Je vais encore devoir me faire l'avocat du diable.

Si c'est là l'explication, elle contribue aussi à ma perplexité, et on en revient à ma question initiale. Doit-on considérer "du deuxième" comme un complément de l'adjectif ou comme un COI ? Car n'oublions pas qu'un verbe d'état suivi de son attribut a valeur de verbe. Si le complément est indirect, cela expliquerait que vous puissiez le remplacer par "en", et non pas, comme vous le dites, parce qu'il renvoie sans ambiguïté aucune au pronom complément.

Un exemple :

"Je suis fou de peur, et j'en souffre."

Même cas de figure, et pourtant beaucoup moins correct. Je dirais même que ça tombe sous le coup de la condamnation du Grevisse.

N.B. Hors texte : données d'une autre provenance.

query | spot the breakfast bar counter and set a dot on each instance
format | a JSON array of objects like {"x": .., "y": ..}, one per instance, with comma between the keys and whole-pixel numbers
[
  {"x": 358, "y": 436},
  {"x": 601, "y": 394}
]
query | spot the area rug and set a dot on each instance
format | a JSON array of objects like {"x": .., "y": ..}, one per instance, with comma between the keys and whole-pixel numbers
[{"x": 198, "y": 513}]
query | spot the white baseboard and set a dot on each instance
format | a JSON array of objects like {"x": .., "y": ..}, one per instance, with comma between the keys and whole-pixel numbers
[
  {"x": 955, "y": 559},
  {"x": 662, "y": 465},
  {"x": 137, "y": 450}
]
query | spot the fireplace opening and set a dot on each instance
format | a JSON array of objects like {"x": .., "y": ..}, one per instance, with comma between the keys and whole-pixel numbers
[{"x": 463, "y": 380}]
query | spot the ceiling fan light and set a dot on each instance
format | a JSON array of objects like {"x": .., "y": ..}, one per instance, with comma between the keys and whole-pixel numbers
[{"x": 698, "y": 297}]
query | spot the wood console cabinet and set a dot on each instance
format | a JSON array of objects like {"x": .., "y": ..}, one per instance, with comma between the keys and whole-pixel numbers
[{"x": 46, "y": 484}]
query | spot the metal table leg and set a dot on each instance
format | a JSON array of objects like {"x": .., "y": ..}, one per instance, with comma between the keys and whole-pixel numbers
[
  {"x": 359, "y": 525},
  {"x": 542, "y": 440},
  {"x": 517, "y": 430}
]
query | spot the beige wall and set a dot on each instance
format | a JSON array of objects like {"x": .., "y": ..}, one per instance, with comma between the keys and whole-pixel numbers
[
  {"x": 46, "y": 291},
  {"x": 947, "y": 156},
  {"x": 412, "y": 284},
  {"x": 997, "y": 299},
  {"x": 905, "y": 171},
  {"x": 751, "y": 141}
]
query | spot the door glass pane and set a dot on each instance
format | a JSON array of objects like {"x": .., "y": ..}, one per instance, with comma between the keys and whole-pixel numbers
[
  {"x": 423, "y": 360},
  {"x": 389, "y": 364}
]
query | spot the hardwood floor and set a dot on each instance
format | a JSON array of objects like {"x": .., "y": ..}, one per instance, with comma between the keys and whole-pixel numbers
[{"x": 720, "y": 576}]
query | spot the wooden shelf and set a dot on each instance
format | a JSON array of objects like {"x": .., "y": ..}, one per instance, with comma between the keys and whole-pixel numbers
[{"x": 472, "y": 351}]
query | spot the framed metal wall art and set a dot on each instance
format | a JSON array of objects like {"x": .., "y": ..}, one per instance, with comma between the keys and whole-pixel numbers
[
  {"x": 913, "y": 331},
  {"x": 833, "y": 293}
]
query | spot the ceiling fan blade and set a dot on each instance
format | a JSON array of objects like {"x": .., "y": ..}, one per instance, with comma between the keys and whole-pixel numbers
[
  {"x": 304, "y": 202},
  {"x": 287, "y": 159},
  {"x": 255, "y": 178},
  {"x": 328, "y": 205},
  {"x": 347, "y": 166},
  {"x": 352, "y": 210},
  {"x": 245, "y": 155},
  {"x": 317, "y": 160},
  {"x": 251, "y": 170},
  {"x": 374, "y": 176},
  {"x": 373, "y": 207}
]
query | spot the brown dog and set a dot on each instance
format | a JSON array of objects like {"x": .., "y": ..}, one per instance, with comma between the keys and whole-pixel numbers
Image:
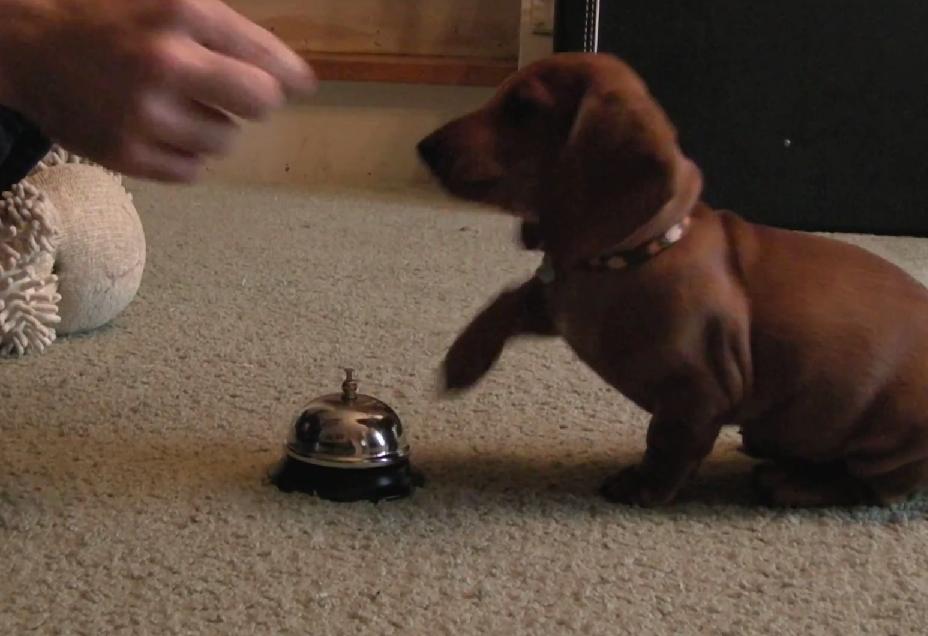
[{"x": 818, "y": 350}]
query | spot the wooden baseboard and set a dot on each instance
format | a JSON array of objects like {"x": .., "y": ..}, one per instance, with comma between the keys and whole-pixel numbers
[{"x": 408, "y": 69}]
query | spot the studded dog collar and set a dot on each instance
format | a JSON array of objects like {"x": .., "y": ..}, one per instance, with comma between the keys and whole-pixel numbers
[{"x": 623, "y": 259}]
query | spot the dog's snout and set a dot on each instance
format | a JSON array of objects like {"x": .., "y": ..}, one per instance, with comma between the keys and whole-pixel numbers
[{"x": 430, "y": 151}]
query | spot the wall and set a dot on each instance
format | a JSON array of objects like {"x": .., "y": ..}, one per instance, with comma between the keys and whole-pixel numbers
[{"x": 361, "y": 134}]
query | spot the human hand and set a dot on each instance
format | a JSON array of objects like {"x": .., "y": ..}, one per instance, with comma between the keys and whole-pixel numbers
[{"x": 149, "y": 88}]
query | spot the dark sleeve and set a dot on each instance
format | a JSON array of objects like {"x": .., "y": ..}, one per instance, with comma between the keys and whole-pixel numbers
[{"x": 22, "y": 146}]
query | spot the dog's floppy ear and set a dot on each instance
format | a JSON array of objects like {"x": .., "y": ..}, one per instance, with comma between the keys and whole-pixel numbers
[{"x": 619, "y": 168}]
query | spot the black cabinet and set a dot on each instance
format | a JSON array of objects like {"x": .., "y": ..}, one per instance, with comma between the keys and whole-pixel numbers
[{"x": 808, "y": 114}]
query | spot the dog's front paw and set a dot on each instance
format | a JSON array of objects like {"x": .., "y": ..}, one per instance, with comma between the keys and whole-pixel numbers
[
  {"x": 462, "y": 369},
  {"x": 632, "y": 488}
]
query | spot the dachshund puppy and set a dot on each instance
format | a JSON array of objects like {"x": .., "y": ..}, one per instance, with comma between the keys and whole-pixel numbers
[{"x": 816, "y": 349}]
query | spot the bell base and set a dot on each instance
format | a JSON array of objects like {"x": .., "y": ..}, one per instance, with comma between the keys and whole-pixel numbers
[{"x": 384, "y": 483}]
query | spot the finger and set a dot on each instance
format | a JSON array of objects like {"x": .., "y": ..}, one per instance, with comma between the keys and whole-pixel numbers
[
  {"x": 158, "y": 162},
  {"x": 188, "y": 126},
  {"x": 227, "y": 84},
  {"x": 220, "y": 28}
]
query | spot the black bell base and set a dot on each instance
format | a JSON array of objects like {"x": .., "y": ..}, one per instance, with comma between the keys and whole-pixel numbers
[{"x": 346, "y": 484}]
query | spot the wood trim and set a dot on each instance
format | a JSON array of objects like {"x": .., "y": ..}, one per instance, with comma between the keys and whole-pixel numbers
[{"x": 410, "y": 69}]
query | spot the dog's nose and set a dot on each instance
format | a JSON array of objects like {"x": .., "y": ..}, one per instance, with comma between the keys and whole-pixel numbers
[{"x": 430, "y": 151}]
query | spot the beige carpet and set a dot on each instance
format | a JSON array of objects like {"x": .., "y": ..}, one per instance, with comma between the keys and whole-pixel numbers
[{"x": 132, "y": 461}]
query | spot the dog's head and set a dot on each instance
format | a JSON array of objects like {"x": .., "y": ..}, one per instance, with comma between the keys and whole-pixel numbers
[{"x": 574, "y": 143}]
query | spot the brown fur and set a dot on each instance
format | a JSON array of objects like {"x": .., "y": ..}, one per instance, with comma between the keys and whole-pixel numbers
[{"x": 817, "y": 349}]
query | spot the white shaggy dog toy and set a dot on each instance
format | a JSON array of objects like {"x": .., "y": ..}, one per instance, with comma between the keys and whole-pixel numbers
[{"x": 72, "y": 252}]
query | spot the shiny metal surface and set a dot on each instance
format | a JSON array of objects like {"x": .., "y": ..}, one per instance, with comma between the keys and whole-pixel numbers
[{"x": 348, "y": 430}]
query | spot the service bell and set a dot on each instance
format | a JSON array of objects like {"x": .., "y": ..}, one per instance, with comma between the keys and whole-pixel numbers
[{"x": 347, "y": 447}]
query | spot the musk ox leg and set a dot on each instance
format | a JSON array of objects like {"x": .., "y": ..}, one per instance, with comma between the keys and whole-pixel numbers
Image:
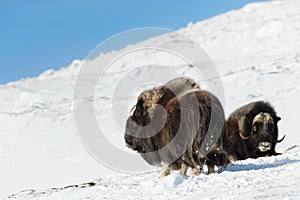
[
  {"x": 183, "y": 169},
  {"x": 210, "y": 167},
  {"x": 196, "y": 172},
  {"x": 166, "y": 171}
]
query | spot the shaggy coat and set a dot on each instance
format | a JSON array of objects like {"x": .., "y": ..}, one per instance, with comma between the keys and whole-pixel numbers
[
  {"x": 252, "y": 131},
  {"x": 182, "y": 134}
]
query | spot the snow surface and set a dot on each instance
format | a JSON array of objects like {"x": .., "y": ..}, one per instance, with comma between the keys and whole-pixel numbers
[{"x": 257, "y": 52}]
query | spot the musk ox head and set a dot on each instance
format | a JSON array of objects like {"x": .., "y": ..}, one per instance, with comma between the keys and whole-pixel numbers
[{"x": 260, "y": 131}]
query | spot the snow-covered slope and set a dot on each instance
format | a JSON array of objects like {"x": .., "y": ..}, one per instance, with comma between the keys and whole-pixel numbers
[{"x": 257, "y": 52}]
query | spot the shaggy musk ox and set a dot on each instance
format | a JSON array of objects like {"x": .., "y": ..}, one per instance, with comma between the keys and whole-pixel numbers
[
  {"x": 182, "y": 134},
  {"x": 252, "y": 131}
]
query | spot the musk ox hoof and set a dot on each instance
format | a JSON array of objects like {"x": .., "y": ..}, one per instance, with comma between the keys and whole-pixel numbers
[{"x": 166, "y": 171}]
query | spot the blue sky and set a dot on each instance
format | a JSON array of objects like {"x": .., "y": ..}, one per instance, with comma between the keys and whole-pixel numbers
[{"x": 38, "y": 35}]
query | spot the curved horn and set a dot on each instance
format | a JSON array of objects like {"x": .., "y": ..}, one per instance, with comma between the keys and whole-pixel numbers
[
  {"x": 132, "y": 111},
  {"x": 278, "y": 141},
  {"x": 243, "y": 137}
]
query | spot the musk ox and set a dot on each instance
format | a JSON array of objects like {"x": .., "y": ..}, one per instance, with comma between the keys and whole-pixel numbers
[
  {"x": 252, "y": 131},
  {"x": 188, "y": 132}
]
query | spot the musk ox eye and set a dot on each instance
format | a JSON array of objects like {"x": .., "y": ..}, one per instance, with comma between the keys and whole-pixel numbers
[{"x": 254, "y": 128}]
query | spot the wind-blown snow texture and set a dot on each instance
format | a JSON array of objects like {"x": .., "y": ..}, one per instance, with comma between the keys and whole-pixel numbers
[{"x": 256, "y": 50}]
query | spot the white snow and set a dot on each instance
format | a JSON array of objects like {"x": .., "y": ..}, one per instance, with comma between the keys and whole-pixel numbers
[{"x": 257, "y": 52}]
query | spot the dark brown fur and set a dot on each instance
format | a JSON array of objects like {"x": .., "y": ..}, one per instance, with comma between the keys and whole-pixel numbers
[
  {"x": 241, "y": 122},
  {"x": 189, "y": 137}
]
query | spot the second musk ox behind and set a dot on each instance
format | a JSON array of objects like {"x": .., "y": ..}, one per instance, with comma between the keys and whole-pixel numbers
[
  {"x": 179, "y": 126},
  {"x": 253, "y": 131}
]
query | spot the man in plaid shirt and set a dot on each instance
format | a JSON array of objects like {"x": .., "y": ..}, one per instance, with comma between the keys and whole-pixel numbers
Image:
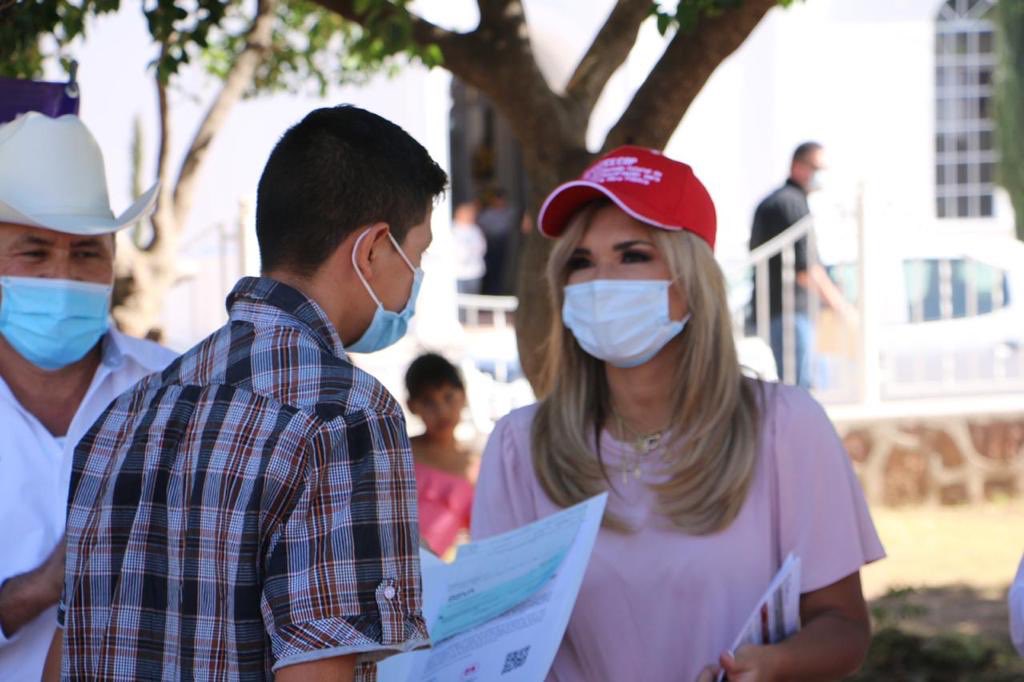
[{"x": 250, "y": 512}]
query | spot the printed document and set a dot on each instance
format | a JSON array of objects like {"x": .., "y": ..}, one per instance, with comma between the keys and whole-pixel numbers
[{"x": 500, "y": 610}]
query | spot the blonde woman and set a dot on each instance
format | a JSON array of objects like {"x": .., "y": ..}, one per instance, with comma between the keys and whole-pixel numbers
[{"x": 713, "y": 477}]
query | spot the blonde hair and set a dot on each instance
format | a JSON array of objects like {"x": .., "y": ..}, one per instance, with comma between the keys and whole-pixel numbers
[{"x": 713, "y": 437}]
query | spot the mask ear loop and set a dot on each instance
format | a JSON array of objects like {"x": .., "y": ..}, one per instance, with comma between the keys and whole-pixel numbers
[
  {"x": 358, "y": 272},
  {"x": 400, "y": 252}
]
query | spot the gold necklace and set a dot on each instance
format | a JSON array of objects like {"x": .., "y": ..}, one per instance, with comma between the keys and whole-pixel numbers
[{"x": 640, "y": 445}]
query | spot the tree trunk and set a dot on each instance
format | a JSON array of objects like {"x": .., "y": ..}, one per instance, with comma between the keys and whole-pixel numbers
[
  {"x": 146, "y": 272},
  {"x": 534, "y": 314}
]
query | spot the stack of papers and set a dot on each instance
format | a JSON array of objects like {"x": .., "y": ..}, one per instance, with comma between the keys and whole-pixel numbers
[
  {"x": 500, "y": 610},
  {"x": 776, "y": 615}
]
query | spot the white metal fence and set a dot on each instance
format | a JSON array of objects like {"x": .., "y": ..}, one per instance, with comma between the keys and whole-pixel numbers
[{"x": 937, "y": 316}]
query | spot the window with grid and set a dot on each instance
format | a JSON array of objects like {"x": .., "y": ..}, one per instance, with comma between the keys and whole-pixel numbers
[{"x": 965, "y": 130}]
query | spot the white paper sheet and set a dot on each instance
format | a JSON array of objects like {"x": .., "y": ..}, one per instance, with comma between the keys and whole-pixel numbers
[
  {"x": 776, "y": 615},
  {"x": 507, "y": 600}
]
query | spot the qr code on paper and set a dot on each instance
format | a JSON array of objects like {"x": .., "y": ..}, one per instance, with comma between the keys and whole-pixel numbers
[{"x": 515, "y": 659}]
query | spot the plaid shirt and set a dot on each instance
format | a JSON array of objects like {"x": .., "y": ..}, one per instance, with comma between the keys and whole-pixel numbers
[{"x": 250, "y": 507}]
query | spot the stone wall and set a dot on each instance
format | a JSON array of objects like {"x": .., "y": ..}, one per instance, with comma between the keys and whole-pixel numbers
[{"x": 948, "y": 460}]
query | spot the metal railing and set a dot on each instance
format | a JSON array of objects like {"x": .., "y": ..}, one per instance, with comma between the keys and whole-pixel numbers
[{"x": 930, "y": 333}]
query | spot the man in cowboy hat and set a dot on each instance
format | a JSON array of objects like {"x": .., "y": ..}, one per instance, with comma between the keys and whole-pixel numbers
[{"x": 60, "y": 361}]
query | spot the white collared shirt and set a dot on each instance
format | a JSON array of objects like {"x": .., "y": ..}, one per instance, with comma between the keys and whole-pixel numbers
[{"x": 35, "y": 470}]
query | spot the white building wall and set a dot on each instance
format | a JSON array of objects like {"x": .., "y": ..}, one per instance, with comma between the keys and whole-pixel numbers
[{"x": 856, "y": 76}]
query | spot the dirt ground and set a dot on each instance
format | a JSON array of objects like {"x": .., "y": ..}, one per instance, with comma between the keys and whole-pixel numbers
[{"x": 938, "y": 600}]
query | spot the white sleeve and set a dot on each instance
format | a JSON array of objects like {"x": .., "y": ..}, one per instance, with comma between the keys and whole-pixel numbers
[{"x": 1017, "y": 609}]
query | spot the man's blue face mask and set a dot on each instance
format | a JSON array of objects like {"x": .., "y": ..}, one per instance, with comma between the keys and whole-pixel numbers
[
  {"x": 387, "y": 327},
  {"x": 53, "y": 323}
]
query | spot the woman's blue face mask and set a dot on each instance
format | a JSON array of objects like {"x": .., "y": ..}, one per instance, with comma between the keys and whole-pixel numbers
[
  {"x": 387, "y": 327},
  {"x": 53, "y": 323}
]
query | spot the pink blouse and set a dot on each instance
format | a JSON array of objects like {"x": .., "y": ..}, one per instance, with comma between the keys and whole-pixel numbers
[
  {"x": 444, "y": 503},
  {"x": 659, "y": 604}
]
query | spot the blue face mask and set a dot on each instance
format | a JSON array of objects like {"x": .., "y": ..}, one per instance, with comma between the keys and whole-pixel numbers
[
  {"x": 387, "y": 327},
  {"x": 53, "y": 323}
]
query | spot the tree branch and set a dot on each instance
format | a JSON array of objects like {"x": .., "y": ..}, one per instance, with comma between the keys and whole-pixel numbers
[
  {"x": 607, "y": 52},
  {"x": 162, "y": 218},
  {"x": 684, "y": 68},
  {"x": 239, "y": 78},
  {"x": 424, "y": 33}
]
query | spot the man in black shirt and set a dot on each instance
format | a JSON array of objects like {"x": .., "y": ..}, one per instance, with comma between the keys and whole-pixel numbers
[{"x": 775, "y": 214}]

Est-ce que je souffre de la peur, ou d'être fou de peur (que "en" pourrait très bien remplacer, ce que vous semblez avoir oublié) ? Il y a ambiguïté. La distinction existe, même si elle est infîme. La preuve :

"Je suis indifférent à la peur, et pourtant j'en souffre."

Est-ce que je souffre de la peur, ou d'y être indifférent ?

Selon vous, la phrase suivante est irréprochable :

"Le premier est contemporain du deuxième, et il en résulte."

L'est-elle parce que "du deuxième" joue en réalité le rôle de COI ou, comme vous le pensez, parce qu'il n'y a pas d'ambiguïté ?

Si "il" remplace un troisième événement, l'on sera bien en peine de dire s'il résulte du deuxième ou de la contemporanéité du deuxième au premier.

"Le premier est contemporain du deuxième, et le troisième en résulte."

De quoi le troisième résulte-t-il ? Du deuxième ? Ou de la contemporanéité entre les deux premiers ? Que remplace "en" ? L'univocité n'est pas établie, et ne peut donc pas contribuer à la conformité de la phrase.

Édition :

Permettez-moi aussi de vous faire une remarque à propos de votre exemple :

"Je suis fou de mes plantes et je m'occupe d'elles."

C'est correct uniquement parce que "elles", de genre féminin, ne peut désigner que les plantes. En revanche, si l'on modifie un peu la phrase :

"Je suis fou de mes plantes, et je m'en soucie."

Que remplace "en" ici ? Les plantes ou ma folie des plantes ? De quoi est-ce que je me soucie ? De mes plantes ou d'être fou de mes plantes ?

Le premier événement est contemporain et résulte du deuxième.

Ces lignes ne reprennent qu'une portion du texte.